Libérer les arbres de leur immobilité

Persuader Sisyphe qu’il a été victime d’une erreur judiciaire »

Je voudrais citer aussi Hala Mohammad, une poétesse et réalisatrice syrienne, je l’ai découverte au festival Voix vives de Méditerranée qui se tient chaque été à Sète. Elle vit à Paris depuis les évènements qui bouleversent la Syrie. On trouve deux de ses recueils aux éditions Bruno Doucet : « Prête-moi une fenêtre » et « Les hirondelles se sont envolées avant nous ». C’est une poésie de forme libre, traversée par la douleur de l’exil :

« Avec le fil vert j’ai accroché la clé au mûrier, mon amour

Pour que le poème ne m’attende pas

Pour que les oiseaux ne m’attendent pas

Pour que mon absence ne m’attende pas

Devant la porte ».

Vous êtes installée à Marseille, où vous animez également des stages.
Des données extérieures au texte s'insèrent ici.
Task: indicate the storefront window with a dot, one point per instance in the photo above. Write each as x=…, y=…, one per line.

Dites-nous en plus sur ce bel endroit qui vous accueille?

Les premiers ateliers Aleph-Écriture à Marseille sont accueillis dans les locaux de Weeno. Cette école propose des formations en œnologie, des cours d’anglais sur le vocabulaire spécifique et des ateliers de dégustation. C’est un bel espace, vaste et lumineux, au centre de la ville, un cadre propice tant à l’écriture que – je le suppose – à la dégustation, mais nous nous ne pratiquons pas les deux ensemble !

DP

Anne Baatard a exercé le métier de libraire et coordonné des projets d’édition. Sa bibliothèque traverse le temps et les frontières en compagnie de Bashô, Montaigne, Cendrars, Modiano, Murakami, Sophie Calle, Cécile Coulon…

Formée par Aleph Ecriture à l’animation d’ateliers, elle est aussi biographe et vit à Marseille.